Natalia Contreras, Karen Brooks Harper and William Melhad | Published on 5/30/2024
In some cases, accessible public records make it possible to figure out how someone voted.

From Votebeat:

This story was reported in partnership with The Texas Tribune, a member-supported, nonpartisan newsroom informing and engaging Texans on state politics and policy.

Texas’ efforts to make elections more transparent allows the public — in limited instances — to pierce the anonymity of the ballot and find out how people voted, undermining the secrecy essential to free elections.

The choices voters make in the private voting booth can later be identified in some cases using public, legally available records, a review by Votebeat and The Texas Tribune found.

Since 2020, requests for such records have skyrocketed, fueled by unsubstantiated concerns about widespread voter fraud, and Texas lawmakers have supported changes to make election records easier to access soon after elections.

County elections administrators, trying to fulfill activists’ demands for transparency, have also made information public that can make it easier to determine how specific people voted.

An effort to link a voter to specific ballot choices is more likely to succeed in circumstances involving less populous counties, small precincts, and low-turnout elections.

“What bothers me is that people cannot vote in secret in the United States,” said Williamson County District Attorney Shawn Dick about the potential lapses in ballot secrecy. “If people’s ballots don’t remain anonymous, that’s a huge affront to our system of government and our system of elections.”

Several election officials said there have been concerns and ongoing discussions about the possibility of people exploiting public records and data to detect or narrow down how individuals voted, particularly in smaller counties.

And the Texas Secretary of State’s office has been aware that publicly available information could be used to link a particular ballot to the voter who cast it, according to sources who spoke to Votebeat and the Tribune on the condition of anonymity because they weren’t authorized to speak publicly on the issue. Nonetheless, state lawmakers have spent the last several years making it easier to mine voter and ballot data.

Votebeat and the Tribune were able to verify and replicate a series of steps to identify a specific person’s ballot choices using public records. But to protect the secrecy of the ballot, the two news outlets are not detailing the precise information needed or the process used to match ballot images with individual voters.

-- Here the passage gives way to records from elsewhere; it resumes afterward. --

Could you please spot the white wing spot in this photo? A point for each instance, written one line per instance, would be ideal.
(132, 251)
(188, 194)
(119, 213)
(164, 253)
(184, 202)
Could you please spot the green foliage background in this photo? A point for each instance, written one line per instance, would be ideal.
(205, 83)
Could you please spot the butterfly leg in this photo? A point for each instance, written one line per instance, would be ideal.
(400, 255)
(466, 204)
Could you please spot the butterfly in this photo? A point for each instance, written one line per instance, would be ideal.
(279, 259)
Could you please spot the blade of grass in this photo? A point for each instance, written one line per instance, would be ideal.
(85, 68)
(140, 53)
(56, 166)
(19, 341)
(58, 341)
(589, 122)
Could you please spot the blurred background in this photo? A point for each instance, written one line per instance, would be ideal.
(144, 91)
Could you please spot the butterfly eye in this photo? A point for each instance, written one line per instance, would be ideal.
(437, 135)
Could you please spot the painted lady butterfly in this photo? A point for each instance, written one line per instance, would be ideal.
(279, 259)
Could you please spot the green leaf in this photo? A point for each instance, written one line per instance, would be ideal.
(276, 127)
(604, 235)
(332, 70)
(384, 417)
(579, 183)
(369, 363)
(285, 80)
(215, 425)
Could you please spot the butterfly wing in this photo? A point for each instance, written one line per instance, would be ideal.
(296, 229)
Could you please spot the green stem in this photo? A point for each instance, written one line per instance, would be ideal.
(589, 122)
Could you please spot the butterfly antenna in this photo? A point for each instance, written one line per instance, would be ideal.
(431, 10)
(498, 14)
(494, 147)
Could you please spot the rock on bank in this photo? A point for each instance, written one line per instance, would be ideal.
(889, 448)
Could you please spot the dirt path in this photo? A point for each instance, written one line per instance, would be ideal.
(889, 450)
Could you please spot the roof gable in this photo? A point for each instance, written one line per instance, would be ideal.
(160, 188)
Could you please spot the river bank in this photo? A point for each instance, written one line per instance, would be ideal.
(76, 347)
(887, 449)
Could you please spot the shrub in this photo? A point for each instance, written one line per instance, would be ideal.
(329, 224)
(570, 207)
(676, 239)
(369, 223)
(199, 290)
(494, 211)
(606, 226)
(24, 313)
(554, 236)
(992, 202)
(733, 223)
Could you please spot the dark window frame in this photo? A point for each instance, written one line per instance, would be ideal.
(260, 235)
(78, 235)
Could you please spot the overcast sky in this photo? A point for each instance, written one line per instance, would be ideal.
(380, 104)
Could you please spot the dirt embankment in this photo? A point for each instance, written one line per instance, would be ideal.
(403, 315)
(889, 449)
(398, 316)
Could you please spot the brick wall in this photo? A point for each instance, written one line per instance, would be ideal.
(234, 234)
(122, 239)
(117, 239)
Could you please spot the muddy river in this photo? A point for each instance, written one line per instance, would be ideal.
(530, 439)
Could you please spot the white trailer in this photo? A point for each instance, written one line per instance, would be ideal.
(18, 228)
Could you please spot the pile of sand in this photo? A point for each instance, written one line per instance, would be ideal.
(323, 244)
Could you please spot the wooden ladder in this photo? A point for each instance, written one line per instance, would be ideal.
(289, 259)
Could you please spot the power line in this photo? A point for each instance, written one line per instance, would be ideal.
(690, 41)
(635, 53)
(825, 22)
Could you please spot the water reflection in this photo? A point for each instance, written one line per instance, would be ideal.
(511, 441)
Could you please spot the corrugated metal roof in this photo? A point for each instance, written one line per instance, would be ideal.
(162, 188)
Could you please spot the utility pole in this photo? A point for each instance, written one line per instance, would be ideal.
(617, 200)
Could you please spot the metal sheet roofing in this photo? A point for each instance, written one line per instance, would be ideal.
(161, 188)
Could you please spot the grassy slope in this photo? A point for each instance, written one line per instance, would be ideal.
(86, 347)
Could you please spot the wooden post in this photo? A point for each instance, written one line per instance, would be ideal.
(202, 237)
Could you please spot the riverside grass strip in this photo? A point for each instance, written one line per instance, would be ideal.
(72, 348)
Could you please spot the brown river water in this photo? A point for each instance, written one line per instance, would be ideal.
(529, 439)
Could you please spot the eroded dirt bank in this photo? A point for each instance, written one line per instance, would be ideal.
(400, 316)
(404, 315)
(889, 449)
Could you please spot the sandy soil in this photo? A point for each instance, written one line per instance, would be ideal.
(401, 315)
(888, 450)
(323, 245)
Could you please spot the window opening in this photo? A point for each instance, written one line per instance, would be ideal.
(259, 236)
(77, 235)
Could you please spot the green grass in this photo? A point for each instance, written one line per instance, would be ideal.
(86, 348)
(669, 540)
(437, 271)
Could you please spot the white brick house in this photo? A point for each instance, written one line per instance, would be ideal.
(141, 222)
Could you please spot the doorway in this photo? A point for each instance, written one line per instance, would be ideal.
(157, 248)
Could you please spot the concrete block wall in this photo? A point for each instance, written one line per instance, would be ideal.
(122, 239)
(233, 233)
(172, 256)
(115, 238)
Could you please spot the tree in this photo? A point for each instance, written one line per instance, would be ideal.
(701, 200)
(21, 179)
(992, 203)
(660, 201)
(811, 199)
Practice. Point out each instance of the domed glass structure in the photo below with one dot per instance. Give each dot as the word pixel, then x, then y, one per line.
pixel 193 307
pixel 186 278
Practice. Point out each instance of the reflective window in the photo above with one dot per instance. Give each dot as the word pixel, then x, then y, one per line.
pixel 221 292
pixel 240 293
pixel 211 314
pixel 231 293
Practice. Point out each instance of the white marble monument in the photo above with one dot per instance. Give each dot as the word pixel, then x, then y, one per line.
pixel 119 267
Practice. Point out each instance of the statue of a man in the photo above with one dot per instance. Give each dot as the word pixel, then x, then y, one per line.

Election administration experts and voter advocates say Texas lawmakers need to find a better balance between transparency and voters’ ballot privacy — and clarify the roles county elections administrators and the Secretary of State’s office play in getting there.

“If we don’t share this information, we’re not able to determine whether or not the ballot is secure,” said Bob Stein, a political science professor at Rice University and an election administration expert. “On the other hand, if people think that these are things that shouldn’t be shared, then their confidence goes down.”

Earlier this month, the independent news site Current Revolt published what it said was the image of the ballot that former Republican Party of Texas Chair Matt Rinaldi cast in the March 5 GOP primary, provided by a source it did not name.

The site did not explain in detail how its source was able to find the ballot and connect it to Rinaldi.

State and county elections offices maintain an array of election records that are available via open records requests and even published online in some instances. That includes which candidates won individual precincts, where and by which method people voted, the original ballots they cast, and electronic images of those ballots. To be clear, voted ballots do not contain a voter’s name or identifying information such as identification numbers or Social Security numbers. Many kinds of identifying information must also be redacted from other election records before they are released.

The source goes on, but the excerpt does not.